Half the nation still actually believes gays can change their sexual orientation if they really want to. Most still feel homosexuality is a serious sin. And, perhaps most depressingly, the poll found that the higher the level of one's religious commitment, the more bitterly, violently opposed one is to gay marriage and new definitions of love.

Ironic, isn't it? It's a global truism: The more passionately religious you are, the more hateful and small minded you become, and the more desperate you are to convince everyone else that Satan himself is at the door, carrying nothing but a whip and a sinister grin and a big bottle of Astroglide.

But here is the good news: In the long term, this bilious right-wing national recoil does not matter. The writing is on the wall. The cracks are appearing all over the homophobic armor.

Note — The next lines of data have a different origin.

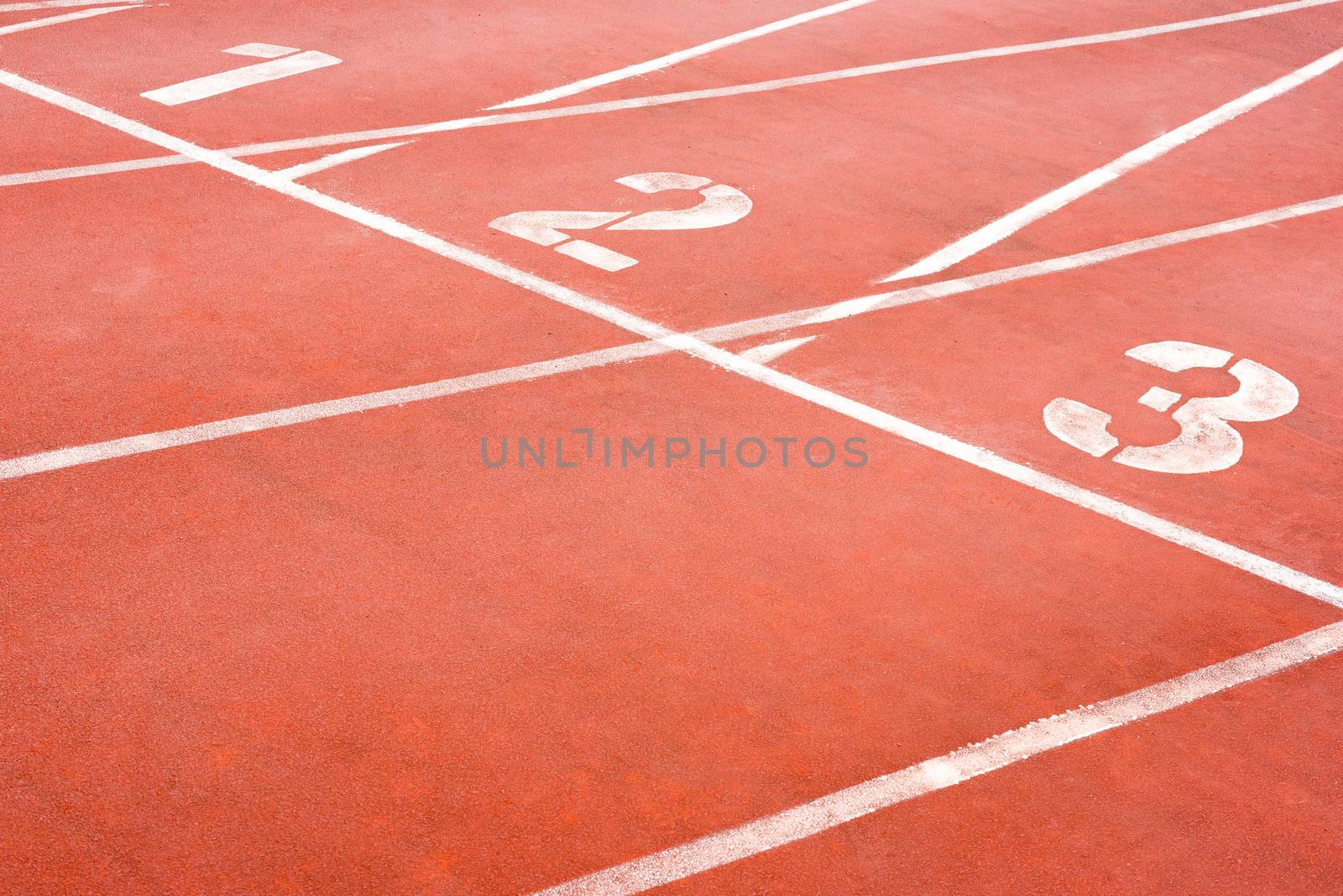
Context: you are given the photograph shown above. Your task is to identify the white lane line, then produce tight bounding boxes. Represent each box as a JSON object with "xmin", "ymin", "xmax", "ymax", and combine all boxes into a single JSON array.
[
  {"xmin": 881, "ymin": 47, "xmax": 1343, "ymax": 283},
  {"xmin": 696, "ymin": 193, "xmax": 1343, "ymax": 342},
  {"xmin": 139, "ymin": 44, "xmax": 341, "ymax": 106},
  {"xmin": 535, "ymin": 623, "xmax": 1343, "ymax": 896},
  {"xmin": 489, "ymin": 0, "xmax": 875, "ymax": 110},
  {"xmin": 0, "ymin": 4, "xmax": 144, "ymax": 35},
  {"xmin": 0, "ymin": 0, "xmax": 139, "ymax": 12},
  {"xmin": 275, "ymin": 139, "xmax": 414, "ymax": 181},
  {"xmin": 735, "ymin": 336, "xmax": 817, "ymax": 363},
  {"xmin": 0, "ymin": 70, "xmax": 1343, "ymax": 607},
  {"xmin": 0, "ymin": 0, "xmax": 1343, "ymax": 186},
  {"xmin": 0, "ymin": 342, "xmax": 672, "ymax": 479},
  {"xmin": 0, "ymin": 190, "xmax": 1343, "ymax": 479}
]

The national whining, the fear, the hate, the resistance, are only a necessary and entirely predictable pothole, a typical reflex, a painful wart on the big toe of progress.

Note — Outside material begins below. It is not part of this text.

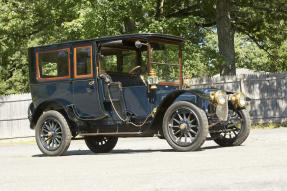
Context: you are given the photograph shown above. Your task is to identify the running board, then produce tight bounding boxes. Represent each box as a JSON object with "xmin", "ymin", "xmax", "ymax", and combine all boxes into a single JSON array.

After all, huge and violent were the protests from angry, terrified citizens when blacks were first allowed into white schools. Enraged and horrified were many powerful white men when women were finally given the right to vote. Shocked and outraged were the orangutans when humans first began to walk upright.

There is no significant change, no progress, without much impassioned puling from those who refuse to open their hearts, and minds, and thighs.

And the good news is, the sadly misguided citizens of America who are right now raging against homosexual love, well, they are indeed in for a number of big surprises in the coming decades, as their world of intolerance and fear crumbles. To be sure, in the near term the controversy and the backfirings and the right-wing spew will be painful and obnoxious and sad. But, hey, you gotta start somewhere.

And, verily, to believe that the energy of love and devotion can occur only between a man and a woman, that the only acceptable definition of this most universal and timeless and unfathomably powerful of emotions can only exist between a penis and a vagina, well, perhaps this is the ultimate insult, the nastiest sin against true divinity.